Obama extends Israel embassy waiver


President Obama extended a waiver for an additional six months that delays moving the U.S. Embassy in Israel to Jerusalem.

Obama’s waiver, issued June 1, follows in the footsteps of predecessors Bill Clinton and George W. Bush, who also extended the waiver every six months since a law was passed in 1995 mandating moving the U.S. Embassy in Israel from Tel Aviv to Jerusalem. Presidents are permitted to delay the move on national security grounds.

Some Jewish groups have pushed for the United States to move the embassy as a way to bolster Israeli claims to the city. Those favoring the use of the waiver say that moving the embassy would anger the Arab world and put the United States in the position of taking sides on an issue that should be settled in peace talks.

Mitt Romney, the Republican presidential candidate, has privately told Jewish leaders he would not commit to moving the embassy as president.

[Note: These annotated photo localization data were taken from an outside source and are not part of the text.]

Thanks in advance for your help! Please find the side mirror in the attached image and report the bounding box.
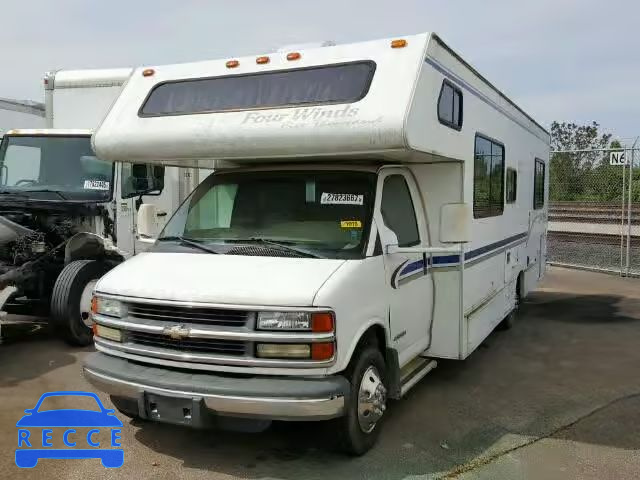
[137,203,158,239]
[440,203,471,244]
[131,164,150,191]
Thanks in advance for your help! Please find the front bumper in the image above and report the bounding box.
[83,352,348,424]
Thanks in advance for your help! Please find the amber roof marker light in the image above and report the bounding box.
[256,56,270,64]
[142,68,156,77]
[391,39,408,48]
[286,52,301,61]
[226,60,240,68]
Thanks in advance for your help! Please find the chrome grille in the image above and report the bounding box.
[127,331,247,356]
[126,303,250,327]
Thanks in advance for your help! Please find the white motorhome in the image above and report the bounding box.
[84,33,549,455]
[0,69,208,345]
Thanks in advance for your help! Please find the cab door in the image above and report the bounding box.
[374,168,433,364]
[116,163,170,255]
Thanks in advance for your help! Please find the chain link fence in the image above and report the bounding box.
[548,145,640,276]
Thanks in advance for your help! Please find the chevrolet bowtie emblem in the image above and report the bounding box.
[163,325,190,340]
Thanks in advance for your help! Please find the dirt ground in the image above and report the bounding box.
[0,266,638,479]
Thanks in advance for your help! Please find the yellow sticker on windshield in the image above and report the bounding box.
[341,220,362,229]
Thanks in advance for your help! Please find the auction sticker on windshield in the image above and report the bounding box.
[321,193,364,205]
[84,180,110,190]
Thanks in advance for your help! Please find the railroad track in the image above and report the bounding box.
[549,202,640,224]
[548,231,640,247]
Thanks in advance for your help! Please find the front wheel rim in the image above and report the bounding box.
[357,365,387,433]
[80,279,98,327]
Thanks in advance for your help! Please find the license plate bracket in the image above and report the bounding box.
[144,394,208,427]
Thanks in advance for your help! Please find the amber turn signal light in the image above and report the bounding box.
[391,39,408,48]
[311,312,334,333]
[311,342,335,361]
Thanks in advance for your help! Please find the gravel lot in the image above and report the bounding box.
[0,266,639,479]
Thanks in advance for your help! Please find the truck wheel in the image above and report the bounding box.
[51,260,111,346]
[499,274,523,331]
[334,345,388,456]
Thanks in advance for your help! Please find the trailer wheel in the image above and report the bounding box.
[51,260,111,346]
[333,345,387,456]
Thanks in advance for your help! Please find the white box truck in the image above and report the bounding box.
[0,98,45,133]
[0,69,208,345]
[84,33,549,455]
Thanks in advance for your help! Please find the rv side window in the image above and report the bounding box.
[473,134,505,218]
[380,175,420,247]
[437,80,463,130]
[533,159,545,209]
[506,168,517,204]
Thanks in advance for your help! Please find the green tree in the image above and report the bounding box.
[550,121,614,201]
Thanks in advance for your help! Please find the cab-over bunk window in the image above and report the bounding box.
[473,134,505,218]
[139,61,376,116]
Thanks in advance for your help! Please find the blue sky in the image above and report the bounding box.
[2,0,638,141]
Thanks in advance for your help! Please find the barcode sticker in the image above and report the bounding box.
[84,180,110,191]
[321,193,363,205]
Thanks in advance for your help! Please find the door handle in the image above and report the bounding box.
[156,211,167,217]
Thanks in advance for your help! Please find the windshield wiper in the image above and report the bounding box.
[24,189,69,200]
[237,237,324,259]
[0,191,29,198]
[157,236,219,254]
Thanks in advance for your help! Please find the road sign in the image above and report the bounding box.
[610,151,627,165]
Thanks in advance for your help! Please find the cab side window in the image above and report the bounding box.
[381,175,420,247]
[121,163,165,199]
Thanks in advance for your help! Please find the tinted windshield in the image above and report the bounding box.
[0,135,114,201]
[159,170,376,259]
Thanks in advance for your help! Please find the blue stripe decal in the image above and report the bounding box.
[430,232,528,267]
[394,232,528,275]
[424,57,548,143]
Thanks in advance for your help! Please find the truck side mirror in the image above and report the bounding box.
[131,163,150,191]
[440,203,471,243]
[137,204,158,239]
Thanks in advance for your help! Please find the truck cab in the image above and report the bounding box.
[0,129,168,344]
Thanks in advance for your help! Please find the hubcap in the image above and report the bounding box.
[80,279,98,327]
[357,366,387,433]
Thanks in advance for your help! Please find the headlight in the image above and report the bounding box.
[92,296,124,318]
[257,311,335,332]
[257,311,311,330]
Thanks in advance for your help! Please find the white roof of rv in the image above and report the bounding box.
[47,68,133,89]
[5,128,92,136]
[93,32,548,168]
[94,33,431,165]
[276,41,336,52]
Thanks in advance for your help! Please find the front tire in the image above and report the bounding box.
[333,344,387,456]
[50,260,111,346]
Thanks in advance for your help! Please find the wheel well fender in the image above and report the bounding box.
[340,319,389,370]
[64,233,124,264]
[517,270,525,299]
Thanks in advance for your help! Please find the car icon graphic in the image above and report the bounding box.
[16,391,123,468]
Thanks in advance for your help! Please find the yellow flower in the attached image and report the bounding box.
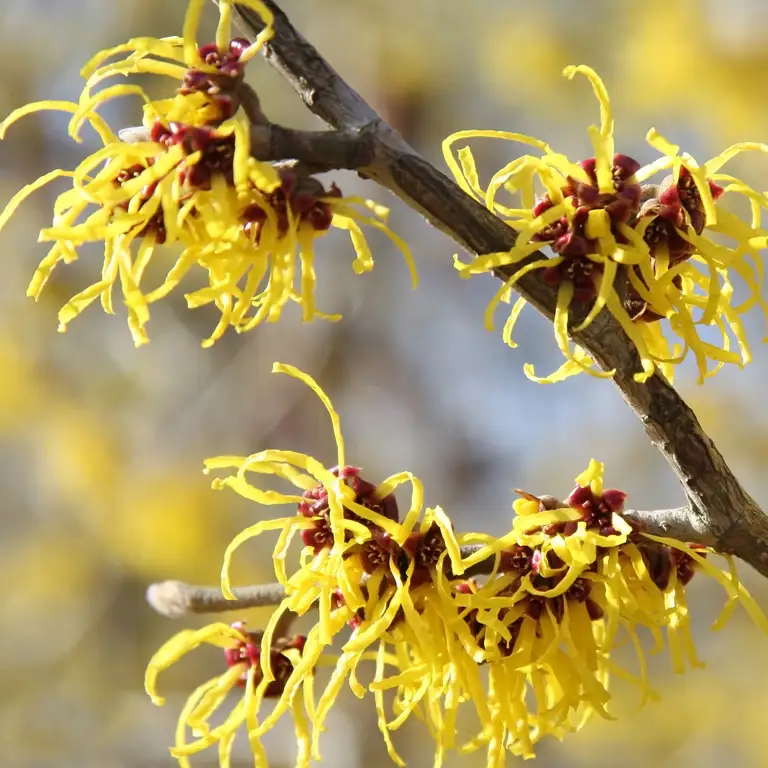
[208,362,426,599]
[455,459,768,764]
[444,64,768,384]
[80,0,274,126]
[188,177,415,348]
[0,0,414,347]
[204,363,427,750]
[145,622,315,768]
[197,363,476,765]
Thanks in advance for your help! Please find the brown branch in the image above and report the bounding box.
[119,121,373,173]
[248,123,373,171]
[624,507,712,543]
[226,0,768,578]
[146,579,287,618]
[144,520,708,621]
[146,544,495,619]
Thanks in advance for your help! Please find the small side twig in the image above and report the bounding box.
[624,506,715,544]
[146,580,287,618]
[118,120,372,174]
[143,516,704,623]
[146,544,495,620]
[249,123,372,171]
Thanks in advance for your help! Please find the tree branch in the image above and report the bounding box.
[119,122,373,173]
[147,545,497,618]
[225,0,768,578]
[146,579,287,618]
[144,515,712,621]
[249,122,373,172]
[623,507,711,543]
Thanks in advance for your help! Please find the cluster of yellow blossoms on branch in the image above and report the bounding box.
[445,65,768,383]
[147,364,768,767]
[0,0,414,347]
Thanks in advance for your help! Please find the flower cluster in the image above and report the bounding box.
[145,365,768,767]
[444,65,768,384]
[0,0,414,347]
[145,621,313,767]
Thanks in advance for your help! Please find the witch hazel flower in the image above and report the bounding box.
[444,65,768,384]
[0,0,415,347]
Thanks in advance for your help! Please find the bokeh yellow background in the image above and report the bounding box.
[1,0,768,765]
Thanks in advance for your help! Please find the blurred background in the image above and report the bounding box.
[1,0,768,765]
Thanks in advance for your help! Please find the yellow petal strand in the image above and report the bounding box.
[244,669,270,766]
[492,257,561,334]
[574,459,604,495]
[679,155,717,227]
[332,214,373,275]
[646,128,680,159]
[643,534,768,633]
[236,0,277,62]
[0,170,77,232]
[486,156,534,212]
[375,471,424,543]
[604,291,655,382]
[291,695,312,768]
[272,363,346,469]
[298,230,318,321]
[551,280,603,377]
[182,0,206,68]
[231,118,253,188]
[0,100,117,144]
[502,296,528,348]
[711,555,742,632]
[523,345,601,383]
[216,0,233,51]
[457,146,486,200]
[563,65,614,193]
[68,84,153,141]
[458,241,550,278]
[145,624,245,705]
[334,196,388,221]
[221,517,302,600]
[704,142,768,177]
[85,58,188,88]
[79,37,184,79]
[57,279,114,332]
[344,209,418,289]
[374,641,406,766]
[635,154,676,183]
[173,677,220,768]
[431,505,464,575]
[442,129,550,198]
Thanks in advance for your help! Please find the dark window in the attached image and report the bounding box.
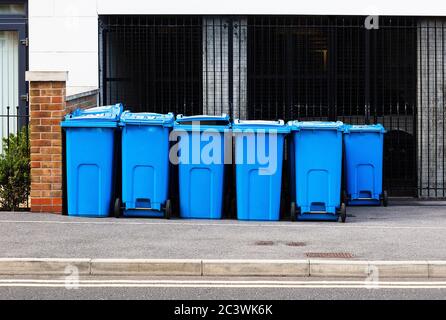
[100,15,203,114]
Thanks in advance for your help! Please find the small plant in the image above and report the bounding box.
[0,128,30,211]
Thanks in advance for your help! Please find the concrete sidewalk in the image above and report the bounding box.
[1,204,445,261]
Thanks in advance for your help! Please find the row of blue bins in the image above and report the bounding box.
[61,104,387,223]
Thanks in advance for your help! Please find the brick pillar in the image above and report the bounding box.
[26,71,68,214]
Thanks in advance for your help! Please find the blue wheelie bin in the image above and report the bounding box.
[343,124,387,206]
[288,121,346,222]
[233,120,290,221]
[116,111,175,218]
[173,114,231,219]
[61,104,123,217]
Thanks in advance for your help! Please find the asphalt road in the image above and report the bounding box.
[1,205,446,260]
[0,276,445,300]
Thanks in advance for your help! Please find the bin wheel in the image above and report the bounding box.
[290,202,297,221]
[342,190,349,203]
[164,199,172,220]
[114,198,122,218]
[231,197,237,219]
[381,191,389,207]
[339,203,347,223]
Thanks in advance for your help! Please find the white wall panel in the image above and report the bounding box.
[96,0,446,16]
[28,0,446,96]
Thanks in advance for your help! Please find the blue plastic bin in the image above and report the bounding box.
[118,111,174,218]
[343,124,387,206]
[173,114,231,219]
[288,121,346,222]
[61,104,123,217]
[233,120,290,221]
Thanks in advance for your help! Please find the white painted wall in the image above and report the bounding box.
[29,0,98,96]
[29,0,446,96]
[96,0,446,15]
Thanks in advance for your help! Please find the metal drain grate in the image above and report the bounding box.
[255,241,275,246]
[305,252,355,259]
[286,242,306,247]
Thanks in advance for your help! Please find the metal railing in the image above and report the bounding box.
[0,105,30,210]
[98,15,446,199]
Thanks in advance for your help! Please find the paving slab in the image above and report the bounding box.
[0,205,445,261]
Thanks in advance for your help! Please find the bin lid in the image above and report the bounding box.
[288,121,344,131]
[344,124,386,134]
[232,119,290,133]
[174,114,231,131]
[120,111,174,127]
[61,103,123,128]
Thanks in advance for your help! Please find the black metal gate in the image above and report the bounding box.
[99,16,203,114]
[246,16,418,196]
[99,15,446,199]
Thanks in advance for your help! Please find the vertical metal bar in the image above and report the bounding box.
[412,20,418,197]
[25,105,29,150]
[220,19,223,116]
[349,19,353,124]
[167,16,172,114]
[183,17,188,114]
[238,19,242,119]
[161,17,165,113]
[427,22,431,197]
[198,17,203,114]
[443,20,445,197]
[228,19,233,118]
[396,18,402,184]
[275,16,280,120]
[319,17,323,120]
[191,17,194,114]
[152,17,156,111]
[291,18,296,119]
[365,23,370,124]
[260,17,264,120]
[387,18,394,192]
[203,17,208,114]
[356,17,360,123]
[16,106,19,133]
[434,20,438,197]
[213,17,216,114]
[6,106,10,149]
[268,16,272,119]
[341,18,346,122]
[304,18,308,119]
[418,23,423,197]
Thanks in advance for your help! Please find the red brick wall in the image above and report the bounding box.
[29,81,65,214]
[65,91,98,113]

Sherman introduces visa waiver legislation


U.S. Rep. Brad Sherman introduced legislation to allow Israel into the U.S. Visa Waiver Program.

Sherman (D-Calif.) this week introduced the Visa Waiver for Israel Act, which would permit nationals from Israel to enter the United States as temporary visitors for tourism or business for up to 90 days without obtaining a visa.

“Israel is our closest friend and democratic ally in the Middle East,” Sherman said in a statement. “Adding Israel to the Visa Waiver Program will boost business, tourism, and job creation here in the U.S. and enhance cultural ties between our two nations.”

Ileana Ros-Lehtinen (R-Fla.), the chair of the House of Representatives Foreign Affairs Committee, and Rep. Ted Poe (R-Texas) were the other two lead co-sponsors of the legislation. Eleven others signed on as co-sponsors.

Following the introduction of the legislation, the Israeli Embassy released a statement in support of the bill.

“This act would stimulate numerous business endeavors, and help promote closer cultural, economic, and touristic ties,” it said. “The passage of this legislation would further strengthen the special and deep relationship between Israel and the United States.”

Efforts in previous Congresses to add Israel to the list came to nought.

Thirty-six countries, including 30 from Europe, enjoy visa waiver status.